The data looks as follows

 

 

ID         startdate        enddate

1         1-1-2015          1-17-2015

1          1-1-2015         1-25-2015

1          2-7-2015         2-25-2015

2          3-4-2016         5-8-2016

2          3-4-2016        5-12-2016

2          3-4-2016        5-12- 2016 

 

 

The code used to calculate intervals

 

 

proc sort data=Dates1;

by ID startdate ;

run;

proc transpose data=Dates1 out=STARTDT (drop=_name_) prefix=START;

by ID;

var startdate;

run;

proc transpose data=Dates1 out=STOPDT (drop=_name_) prefix=STOP;

by ID;

var enddate;

run;

data AE_DURH;

merge STARTDT STOPDT;

by ENROLID;

run;

 

 

data METHOD1;

retain TOTDUR;

set AE_DURH; *--- Use Horizontal Data Representation. ---*;

array START{*} START:;

array STOP{*} STOP:;

TOTDUR=STOP1-START1+1

;

do i=2 to dim(START);

do j=1 to i-1;

 

*--- Make overlapping but not embedded intervals disjoint. ---*;

if . < START(i) <= STOP(j) and STOP(i) > STOP(j) > . then

do;

START(i)=STOP(j)+1;

end;

 

*--- Embedded in previous interval. Will not contribute to duration. ---*;

else

do;

if . < START(i) <= STOP(j) and . < STOP(i) <= STOP(j) then

do;

START(i)=.;

STOP(i)=.;

end;

end;

end;

if START(i) ne . and STOP(i) ne . then DUR=STOP(i)-START(i)+1;

else DUR=0;

 

TOTDUR+DUR;

end;

label TOTDUR='DURATION |(DAYS)';

run;

 

1 ACCEPTED SOLUTION

Accepted Solutions
PGStats
Opal | Level 21

You can also do this with arrays

 

data have;
input ID (startdate enddate) (:mmddyy.);
format startdate enddate yymmdd10.;
datalines;
1         1-1-2015          1-17-2015
1          1-1-2015         1-25-2015
1          2-7-2015         2-25-2015
2          3-4-2016         5-8-2016
2          3-4-2016        5-12-2016
2          3-4-2016        5-12-2016
;

proc sql;
select min(startdate), max(enddate) 
into :from, :to
from have;
quit;

data want;
array d {&from : &to} _temporary_;
call missing(of d{*});
do until(last.id);
    set have; by id;
    do i = startdate to enddate;
        if 
            weekday(i) not in (1, 7) and         /* weekends */
            not (month(i)=12 and day(i)=25) and  /* Christmas */
            not (month(i)=1 and day(i)=1)        /* New Year */
                                                 /* ... etc. */
        then d{i} = 1;
        end;
    end;
duration = sum(of d{*});
keep ID duration;
run;

just complete the list of holidays for your locale.

 

Edit: The HOLIDAY function can help you define those if you are in USA or Canada.

PG

View solution in original post

7 REPLIES 7
ballardw
Super User

Didn't work is awful vague.

Are there errors in the log?: Post the code and log in a code box opened with the {i} to maintain formatting of error messages.

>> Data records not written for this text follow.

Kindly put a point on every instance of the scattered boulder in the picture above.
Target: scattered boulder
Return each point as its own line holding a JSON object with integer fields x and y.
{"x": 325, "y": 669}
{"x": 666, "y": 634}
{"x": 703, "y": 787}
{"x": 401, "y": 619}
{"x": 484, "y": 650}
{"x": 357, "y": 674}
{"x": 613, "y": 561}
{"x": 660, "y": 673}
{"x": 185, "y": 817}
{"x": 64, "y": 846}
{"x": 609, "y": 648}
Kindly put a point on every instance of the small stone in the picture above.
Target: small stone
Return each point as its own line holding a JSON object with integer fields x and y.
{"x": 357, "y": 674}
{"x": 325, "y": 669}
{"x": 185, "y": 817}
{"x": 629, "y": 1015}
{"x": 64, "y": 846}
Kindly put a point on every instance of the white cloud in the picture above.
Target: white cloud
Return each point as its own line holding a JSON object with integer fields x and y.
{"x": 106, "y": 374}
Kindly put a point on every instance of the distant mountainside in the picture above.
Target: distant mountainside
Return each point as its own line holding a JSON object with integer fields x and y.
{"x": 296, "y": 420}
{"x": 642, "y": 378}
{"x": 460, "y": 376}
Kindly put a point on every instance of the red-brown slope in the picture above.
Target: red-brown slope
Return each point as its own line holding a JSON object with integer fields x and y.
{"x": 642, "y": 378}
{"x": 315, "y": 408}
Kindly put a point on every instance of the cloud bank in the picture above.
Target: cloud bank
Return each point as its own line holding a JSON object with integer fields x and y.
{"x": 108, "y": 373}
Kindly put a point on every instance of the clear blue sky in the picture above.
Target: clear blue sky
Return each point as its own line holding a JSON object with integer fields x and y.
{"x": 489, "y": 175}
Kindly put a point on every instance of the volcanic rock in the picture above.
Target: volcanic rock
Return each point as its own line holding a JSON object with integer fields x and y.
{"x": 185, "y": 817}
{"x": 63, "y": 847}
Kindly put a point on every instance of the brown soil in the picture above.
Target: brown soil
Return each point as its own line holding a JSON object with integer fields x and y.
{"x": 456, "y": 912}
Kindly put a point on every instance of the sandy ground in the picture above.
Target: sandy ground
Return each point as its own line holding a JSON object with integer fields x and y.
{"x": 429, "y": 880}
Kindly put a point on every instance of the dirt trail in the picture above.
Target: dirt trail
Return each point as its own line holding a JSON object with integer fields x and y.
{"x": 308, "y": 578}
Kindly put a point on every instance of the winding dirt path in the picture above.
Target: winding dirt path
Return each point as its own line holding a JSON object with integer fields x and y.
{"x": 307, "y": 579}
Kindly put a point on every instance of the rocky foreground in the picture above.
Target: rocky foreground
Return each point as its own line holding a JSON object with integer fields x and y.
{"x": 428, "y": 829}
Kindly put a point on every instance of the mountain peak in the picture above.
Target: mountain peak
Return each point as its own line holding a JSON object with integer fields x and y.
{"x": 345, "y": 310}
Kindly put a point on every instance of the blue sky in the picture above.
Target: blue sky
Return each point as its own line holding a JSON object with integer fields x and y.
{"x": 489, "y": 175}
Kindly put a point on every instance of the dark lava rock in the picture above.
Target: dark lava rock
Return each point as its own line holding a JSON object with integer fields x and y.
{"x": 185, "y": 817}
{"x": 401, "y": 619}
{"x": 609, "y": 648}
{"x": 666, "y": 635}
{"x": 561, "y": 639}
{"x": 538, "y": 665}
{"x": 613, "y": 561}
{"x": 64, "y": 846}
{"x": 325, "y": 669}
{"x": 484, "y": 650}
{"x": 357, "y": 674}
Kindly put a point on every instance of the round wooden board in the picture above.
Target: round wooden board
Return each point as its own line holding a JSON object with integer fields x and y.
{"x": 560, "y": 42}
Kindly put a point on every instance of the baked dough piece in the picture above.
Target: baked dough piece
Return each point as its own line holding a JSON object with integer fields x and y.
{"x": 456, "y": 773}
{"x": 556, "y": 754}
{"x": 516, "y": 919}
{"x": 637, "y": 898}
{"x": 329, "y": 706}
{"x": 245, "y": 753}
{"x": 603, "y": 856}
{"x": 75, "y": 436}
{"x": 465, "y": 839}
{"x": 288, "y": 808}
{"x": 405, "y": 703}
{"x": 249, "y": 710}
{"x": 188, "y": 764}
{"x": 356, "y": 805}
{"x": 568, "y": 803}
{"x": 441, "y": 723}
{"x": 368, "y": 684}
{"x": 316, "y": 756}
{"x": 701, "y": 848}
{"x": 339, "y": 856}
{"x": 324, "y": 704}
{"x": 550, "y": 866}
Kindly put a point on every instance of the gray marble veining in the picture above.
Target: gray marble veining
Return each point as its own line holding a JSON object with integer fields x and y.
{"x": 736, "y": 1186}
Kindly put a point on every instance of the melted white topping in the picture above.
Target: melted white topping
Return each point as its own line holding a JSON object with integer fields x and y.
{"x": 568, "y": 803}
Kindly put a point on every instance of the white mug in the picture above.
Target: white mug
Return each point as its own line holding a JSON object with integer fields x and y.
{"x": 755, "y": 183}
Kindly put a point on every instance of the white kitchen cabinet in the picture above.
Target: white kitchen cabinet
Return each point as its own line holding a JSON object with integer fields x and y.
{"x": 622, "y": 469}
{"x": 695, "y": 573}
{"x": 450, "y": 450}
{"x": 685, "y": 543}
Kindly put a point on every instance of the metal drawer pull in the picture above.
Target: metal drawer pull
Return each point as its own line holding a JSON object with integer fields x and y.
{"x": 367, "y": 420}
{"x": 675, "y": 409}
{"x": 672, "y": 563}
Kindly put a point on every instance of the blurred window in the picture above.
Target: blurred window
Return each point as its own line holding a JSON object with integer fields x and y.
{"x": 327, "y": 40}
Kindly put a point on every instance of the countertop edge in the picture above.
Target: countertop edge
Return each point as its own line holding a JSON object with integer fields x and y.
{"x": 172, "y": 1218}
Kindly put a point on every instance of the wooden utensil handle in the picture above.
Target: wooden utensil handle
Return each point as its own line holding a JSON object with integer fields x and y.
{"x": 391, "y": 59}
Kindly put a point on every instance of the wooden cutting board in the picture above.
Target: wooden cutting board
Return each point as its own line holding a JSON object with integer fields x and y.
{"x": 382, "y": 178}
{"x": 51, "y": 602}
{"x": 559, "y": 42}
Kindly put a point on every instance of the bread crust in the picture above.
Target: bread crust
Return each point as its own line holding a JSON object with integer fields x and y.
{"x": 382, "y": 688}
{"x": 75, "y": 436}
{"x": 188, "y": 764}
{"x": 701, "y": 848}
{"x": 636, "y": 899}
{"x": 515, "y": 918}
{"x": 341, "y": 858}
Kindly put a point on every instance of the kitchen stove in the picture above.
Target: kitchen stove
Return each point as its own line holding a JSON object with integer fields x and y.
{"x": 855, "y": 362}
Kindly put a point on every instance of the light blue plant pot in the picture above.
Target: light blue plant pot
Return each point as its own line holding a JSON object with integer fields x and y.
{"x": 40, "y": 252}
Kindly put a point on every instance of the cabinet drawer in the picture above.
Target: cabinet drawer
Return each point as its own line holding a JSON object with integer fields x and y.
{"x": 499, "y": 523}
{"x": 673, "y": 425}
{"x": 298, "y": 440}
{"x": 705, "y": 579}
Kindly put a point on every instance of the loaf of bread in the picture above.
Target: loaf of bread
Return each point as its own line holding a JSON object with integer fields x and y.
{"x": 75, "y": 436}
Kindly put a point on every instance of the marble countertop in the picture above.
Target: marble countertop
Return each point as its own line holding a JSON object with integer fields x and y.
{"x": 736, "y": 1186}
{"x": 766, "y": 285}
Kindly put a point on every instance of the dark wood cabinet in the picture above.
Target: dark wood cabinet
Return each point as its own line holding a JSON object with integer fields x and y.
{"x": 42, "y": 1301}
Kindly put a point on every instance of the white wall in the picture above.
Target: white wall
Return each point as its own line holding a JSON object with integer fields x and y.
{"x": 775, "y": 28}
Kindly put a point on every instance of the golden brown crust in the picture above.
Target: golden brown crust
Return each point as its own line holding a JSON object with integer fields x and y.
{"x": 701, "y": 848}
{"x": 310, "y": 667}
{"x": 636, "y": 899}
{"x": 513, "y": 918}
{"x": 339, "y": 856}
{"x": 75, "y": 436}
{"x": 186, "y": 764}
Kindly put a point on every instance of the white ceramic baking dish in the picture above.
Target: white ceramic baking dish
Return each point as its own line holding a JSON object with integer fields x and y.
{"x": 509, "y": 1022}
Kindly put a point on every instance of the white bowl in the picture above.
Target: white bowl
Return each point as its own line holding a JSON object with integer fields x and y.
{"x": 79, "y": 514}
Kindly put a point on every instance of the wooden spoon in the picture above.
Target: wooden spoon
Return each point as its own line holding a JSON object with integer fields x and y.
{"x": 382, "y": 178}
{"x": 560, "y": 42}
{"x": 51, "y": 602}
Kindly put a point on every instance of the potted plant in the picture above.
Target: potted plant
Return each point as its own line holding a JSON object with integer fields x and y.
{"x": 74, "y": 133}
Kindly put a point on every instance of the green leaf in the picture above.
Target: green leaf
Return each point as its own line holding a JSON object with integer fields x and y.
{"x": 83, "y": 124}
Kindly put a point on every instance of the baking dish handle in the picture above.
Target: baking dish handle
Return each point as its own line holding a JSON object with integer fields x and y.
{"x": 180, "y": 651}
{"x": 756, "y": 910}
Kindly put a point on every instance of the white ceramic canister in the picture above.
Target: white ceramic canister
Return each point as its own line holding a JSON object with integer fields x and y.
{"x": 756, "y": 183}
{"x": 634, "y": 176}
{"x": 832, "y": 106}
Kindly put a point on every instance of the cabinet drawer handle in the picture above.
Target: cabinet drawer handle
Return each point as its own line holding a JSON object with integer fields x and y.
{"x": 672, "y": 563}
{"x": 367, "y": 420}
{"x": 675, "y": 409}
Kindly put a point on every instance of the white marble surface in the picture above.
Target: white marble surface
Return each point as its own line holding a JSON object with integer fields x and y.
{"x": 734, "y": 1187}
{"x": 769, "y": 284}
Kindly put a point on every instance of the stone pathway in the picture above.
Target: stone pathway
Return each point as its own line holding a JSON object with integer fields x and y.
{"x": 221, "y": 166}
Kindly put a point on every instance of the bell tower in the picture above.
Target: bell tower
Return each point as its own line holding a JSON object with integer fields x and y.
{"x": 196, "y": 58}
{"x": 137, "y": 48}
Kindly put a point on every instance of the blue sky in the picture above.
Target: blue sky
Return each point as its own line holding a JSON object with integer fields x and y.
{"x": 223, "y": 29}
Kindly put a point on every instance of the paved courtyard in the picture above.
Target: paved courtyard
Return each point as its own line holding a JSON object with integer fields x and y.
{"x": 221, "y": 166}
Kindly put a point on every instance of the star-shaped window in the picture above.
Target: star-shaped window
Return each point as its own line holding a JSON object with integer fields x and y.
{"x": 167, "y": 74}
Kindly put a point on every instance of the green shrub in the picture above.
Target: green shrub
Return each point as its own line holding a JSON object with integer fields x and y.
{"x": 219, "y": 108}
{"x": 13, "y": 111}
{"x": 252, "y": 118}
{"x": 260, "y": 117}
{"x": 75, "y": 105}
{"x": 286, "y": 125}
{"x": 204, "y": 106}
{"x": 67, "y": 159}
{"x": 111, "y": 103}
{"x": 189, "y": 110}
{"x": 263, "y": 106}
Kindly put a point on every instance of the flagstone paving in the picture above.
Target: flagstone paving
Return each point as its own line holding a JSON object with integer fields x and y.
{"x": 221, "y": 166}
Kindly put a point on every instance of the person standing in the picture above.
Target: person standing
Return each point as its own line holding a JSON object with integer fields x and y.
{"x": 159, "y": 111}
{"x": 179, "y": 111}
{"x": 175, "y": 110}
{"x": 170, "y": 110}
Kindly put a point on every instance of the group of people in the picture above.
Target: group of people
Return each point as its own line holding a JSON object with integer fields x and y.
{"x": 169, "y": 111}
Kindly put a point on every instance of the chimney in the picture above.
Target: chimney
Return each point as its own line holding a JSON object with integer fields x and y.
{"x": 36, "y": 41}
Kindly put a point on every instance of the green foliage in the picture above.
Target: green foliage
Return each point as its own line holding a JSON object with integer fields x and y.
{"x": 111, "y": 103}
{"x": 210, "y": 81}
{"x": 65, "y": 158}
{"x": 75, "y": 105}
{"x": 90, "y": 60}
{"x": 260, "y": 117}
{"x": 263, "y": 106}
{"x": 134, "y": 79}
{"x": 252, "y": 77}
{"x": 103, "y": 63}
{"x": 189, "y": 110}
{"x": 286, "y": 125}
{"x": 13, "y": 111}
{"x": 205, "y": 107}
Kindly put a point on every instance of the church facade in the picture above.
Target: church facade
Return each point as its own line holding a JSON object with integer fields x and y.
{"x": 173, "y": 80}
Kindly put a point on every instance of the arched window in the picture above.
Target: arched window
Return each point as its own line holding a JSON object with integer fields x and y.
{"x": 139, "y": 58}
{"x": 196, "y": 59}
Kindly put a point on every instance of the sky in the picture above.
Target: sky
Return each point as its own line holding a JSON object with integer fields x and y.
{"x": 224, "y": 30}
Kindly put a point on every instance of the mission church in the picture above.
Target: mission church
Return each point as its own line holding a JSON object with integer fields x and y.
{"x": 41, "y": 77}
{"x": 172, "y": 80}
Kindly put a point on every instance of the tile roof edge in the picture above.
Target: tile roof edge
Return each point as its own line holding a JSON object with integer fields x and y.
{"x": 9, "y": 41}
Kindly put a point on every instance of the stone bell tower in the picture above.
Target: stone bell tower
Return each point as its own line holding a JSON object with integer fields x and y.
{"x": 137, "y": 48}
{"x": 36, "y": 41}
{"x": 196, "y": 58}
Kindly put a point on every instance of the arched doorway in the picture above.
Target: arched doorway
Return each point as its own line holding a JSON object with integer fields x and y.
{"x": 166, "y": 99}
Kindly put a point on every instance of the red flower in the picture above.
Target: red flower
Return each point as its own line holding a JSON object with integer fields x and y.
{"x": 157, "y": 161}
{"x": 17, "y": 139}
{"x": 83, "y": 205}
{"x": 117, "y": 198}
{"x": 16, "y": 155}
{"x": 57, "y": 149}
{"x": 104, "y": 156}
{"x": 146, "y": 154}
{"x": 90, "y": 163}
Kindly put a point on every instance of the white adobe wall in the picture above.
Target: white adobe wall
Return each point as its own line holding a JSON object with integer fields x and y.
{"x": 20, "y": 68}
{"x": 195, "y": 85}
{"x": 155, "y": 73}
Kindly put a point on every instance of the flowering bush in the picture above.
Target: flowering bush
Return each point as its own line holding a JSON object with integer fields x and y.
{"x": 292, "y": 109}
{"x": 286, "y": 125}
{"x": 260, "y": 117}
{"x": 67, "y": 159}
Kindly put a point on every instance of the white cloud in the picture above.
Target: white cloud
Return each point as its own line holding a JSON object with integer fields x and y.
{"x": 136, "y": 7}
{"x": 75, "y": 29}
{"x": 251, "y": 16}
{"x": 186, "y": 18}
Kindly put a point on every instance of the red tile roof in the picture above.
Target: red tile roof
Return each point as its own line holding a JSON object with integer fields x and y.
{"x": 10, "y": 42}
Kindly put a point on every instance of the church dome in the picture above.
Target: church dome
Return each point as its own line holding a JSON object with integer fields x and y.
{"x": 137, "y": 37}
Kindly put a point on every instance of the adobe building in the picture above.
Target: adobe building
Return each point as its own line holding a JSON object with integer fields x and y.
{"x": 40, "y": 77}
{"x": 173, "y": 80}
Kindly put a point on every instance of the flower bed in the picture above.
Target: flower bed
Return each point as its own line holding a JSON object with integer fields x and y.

No output? Post any log in a code box.

Unexpected output? Provide input data in the form of data step code pasted into a code box, the actual results and the expected results. Instructions here: https://communities.sas.com/t5/SAS-Communities-Library/How-to-create-a-data-step-version-of-your-dat... will show how to turn an existing SAS data set into data step code that can be pasted into a forum code box using the {i} icon or attached as text to show exactly what you have and that we can test code against.

Jordani
Obsidian | Level 7

Hi ballardw,

 

Thank you for your response. I have zero values for duration DUR and total duration TOTDUR. here is the log, the output and the function that I have used. The code seems to work in disjointing the overlapping periods but the formula to calculate the dates is not working.

 

P.S.  The link in your comment is not working.

data METHOD1;
retain TOTDUR;
set AE_DURH; *--- Use Horizontal Data Representation. ---*;
array START{*} START:;
array STOP{*} STOP:;
TOTDUR=intck('dtday', startdate, enddate)+1;
do i=2 to dim(START);
do j=1 to i-1;
*--- Make overlapping but not embedded intervals disjoint. ---*;
if . < START(i) <= STOP(j) and STOP(i) > STOP(j) > . then
do;
START(i)=STOP(j)+1;
end;
*--- Embedded in previous interval. Will not contribute to duration. ---*;
else
do;
if . < START(i) <= STOP(j) and . < STOP(i) <= STOP(j) then
do;
START(i)=.;
STOP(i)=.;
end;
end;
end;
if START(i) ne . and STOP(i) ne . then DUR=STOP(i)-START(i)+1;
else DUR=0;
TOTDUR+DUR;
end;
label TOTDUR='DURATION |(DAYS)';
run;

 

 

NOTE: Character values have been converted to numeric values at the places given by: (Line):(Column).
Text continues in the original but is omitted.